With the Geneva Human Rights Council session around the corner, top echelons of the regime and high profile government officials are having a "field day" convincing the member nations of the UNHRC and other UN representatives as to how Sri Lanka has embarked on the path of reconciliation.

 

According to the political column of ‘The Sunday Times’, Secretary to the President Lalith Weerathunga is directly handling much of the work related to the UNHRC session trying his level best to protect Sri Lanka from a possible US sponsored resolution that is to be presented to the UNHRC towards the end of the session. He is assisted by Sajin Vaas Gunawardena, Monitoring MP of the External Affairs Ministry who is known to be a confidante of President Mahinda Rajapaksa. Although Minister Mahinda Samarasinghe, who headed Sri Lanka’s delegations to Geneva on two occasions, is still not in the picture, he has expressed confidence that he, in his capacity as the special Human Rights Envoy to the President, would head the Sri Lankan delegation to the March session too. Meanwhile, Indian media, quoting SLFP General Secretary Minister Maithripala Sirisena reported that several senior Cabinet ministers have been sent on special missions by the President to muster the support of the international community ahead of a possible resolution.

There is one notable absentee in this whole process. He is none other than Prof. G.L. Peiris, Minister in charge of the country’s foreign affairs. His name gets hardly mentioned in media reports with regard to the UNHRC session and he hardly shares his viewpoints with mainstream media over the matter. It is crystal clear that the country’s Foreign Minister is rapidly becoming a non-entity where important affairs of his ministry are concerned.
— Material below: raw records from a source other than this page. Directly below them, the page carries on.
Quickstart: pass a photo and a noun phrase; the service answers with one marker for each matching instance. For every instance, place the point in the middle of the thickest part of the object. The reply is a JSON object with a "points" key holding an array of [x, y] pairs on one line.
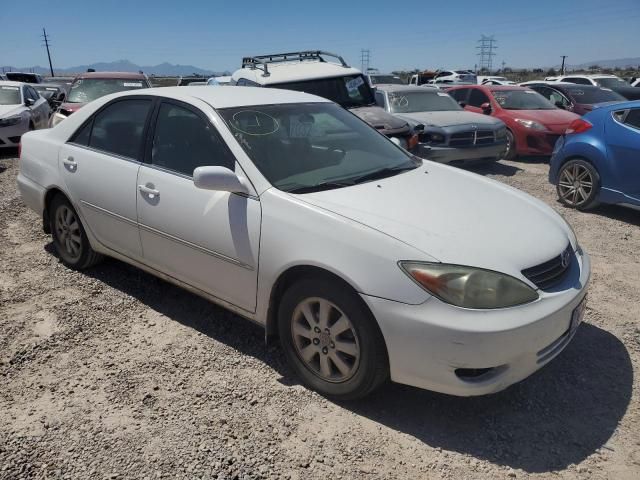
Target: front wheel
{"points": [[69, 237], [578, 184], [331, 339]]}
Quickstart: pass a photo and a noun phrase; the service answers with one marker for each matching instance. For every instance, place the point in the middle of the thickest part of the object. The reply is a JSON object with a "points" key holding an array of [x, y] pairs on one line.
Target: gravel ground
{"points": [[115, 374]]}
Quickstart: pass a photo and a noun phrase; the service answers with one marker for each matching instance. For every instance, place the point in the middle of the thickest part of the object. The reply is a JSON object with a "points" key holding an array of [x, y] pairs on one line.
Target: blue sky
{"points": [[400, 35]]}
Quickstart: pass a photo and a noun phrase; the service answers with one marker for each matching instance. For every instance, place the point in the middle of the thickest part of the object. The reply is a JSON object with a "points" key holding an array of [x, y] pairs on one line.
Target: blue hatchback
{"points": [[598, 159]]}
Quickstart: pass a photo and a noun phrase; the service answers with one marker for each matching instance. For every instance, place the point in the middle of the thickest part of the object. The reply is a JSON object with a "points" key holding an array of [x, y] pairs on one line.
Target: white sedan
{"points": [[21, 109], [366, 261]]}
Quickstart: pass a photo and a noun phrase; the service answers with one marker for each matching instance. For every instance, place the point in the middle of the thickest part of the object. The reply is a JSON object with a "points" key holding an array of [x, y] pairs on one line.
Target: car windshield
{"points": [[594, 95], [386, 79], [350, 91], [611, 82], [521, 100], [305, 147], [427, 101], [86, 90], [10, 95]]}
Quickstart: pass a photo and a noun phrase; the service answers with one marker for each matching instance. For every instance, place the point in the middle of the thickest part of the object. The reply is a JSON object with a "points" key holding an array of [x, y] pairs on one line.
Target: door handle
{"points": [[152, 193], [70, 163]]}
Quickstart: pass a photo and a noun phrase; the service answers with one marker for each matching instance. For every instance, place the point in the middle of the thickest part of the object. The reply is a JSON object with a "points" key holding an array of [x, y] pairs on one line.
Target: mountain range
{"points": [[165, 68]]}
Prof. Peiris became the External Affairs Minister of the country in 2010 and after he assumed office Sri Lanka hardly saw a victory in the international domain. When he took over, Sri Lanka was on a relatively better ‘wicket’ having successfully defeated a resolution that was presented before the UNHRC in the mid 2009, while the government forces were battling the final phase of war. However, over the past two years, Two US sponsored resolutions have been presented to the UNHRC against Sri Lanka and the country even failed to draw the support of the member nations who supported us when previous resolutions were presented. On the other hand, the government paid monstrous amounts of money to foreign PR firms and lobby groups on a yearly basis to paint a rosy picture about the government and its efforts in the eyes of the international community. Such PR exercise too did not produce desired results with hired foreign companies hoodwinking the government, plunging Sri Lanka from frying pan into the fire.alt

Foreign Ministry of Sri Lanka did not have a clearly defined plan to build its support base in the West. Instead of spending its time on developing a comprehensive strategic plan with short-term, mid-term and long-term targets, it resorted to firefighting and adopted ad-hoc measures to counter serious foreign policy problems. Whenever an important opportunity was offered to Sri Lanka, the ministry never failed to mismanage it- courtesy the lukewarm approach of the Foreign Minister.
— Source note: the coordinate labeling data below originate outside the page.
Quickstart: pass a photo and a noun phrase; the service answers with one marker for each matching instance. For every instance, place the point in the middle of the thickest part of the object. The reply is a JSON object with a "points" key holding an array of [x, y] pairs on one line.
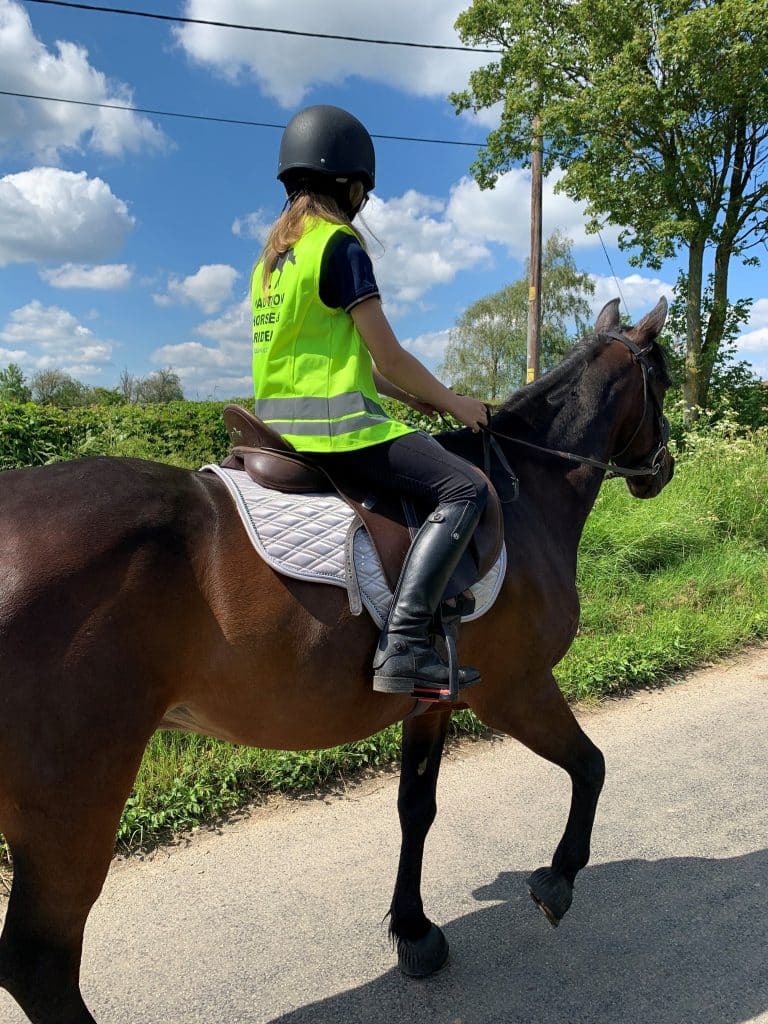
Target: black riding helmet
{"points": [[328, 145]]}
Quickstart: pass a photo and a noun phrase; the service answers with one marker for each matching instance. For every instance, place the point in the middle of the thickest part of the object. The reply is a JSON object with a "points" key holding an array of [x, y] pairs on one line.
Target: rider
{"points": [[322, 350]]}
One can argue that that over the past three and a half years, the Foreign Minister lost his grip over the Ministry and was kept away from inner circle meetings where important decisions were made. However, it is important to see whether there was a single instance where the Foreign Minister raised such matters with top authorities of the government. He meekly followed instructions that came from the top without questioning their accuracy, and allowed various power circles to usurp his authority.

Under Peiris’s watch, Foreign Service of the country was politicized to a great extent and political appointees started ruling the roost, undermining career diplomats who have been properly trained to handle complicated diplomatic affairs. Whether or not Prof. Peiris had a direct hand this, this disastrous trend gained ground during his tenure as the Foreign Minister and by remaining in office he indicated that he had no issue with the process of politicization. However, as the cumulative outcome of all this the GL Peiris era might go down in the history as the darkest period of the Foreign Ministry of Sri Lanka.

Damage has already been done and the crisis has almost reached the point of no return. A major overhaul is needed in the Foreign Ministry from top to bottom and the country needs a whole new approach to counter the problems that have emerged in the international domain.  Without drastic structural changes in the ministry, it is almost impossible to believe that Sri Lanka is in a position to overcome the challenges that are looming large over the horizon – including an international inquiry into alleged war crimes.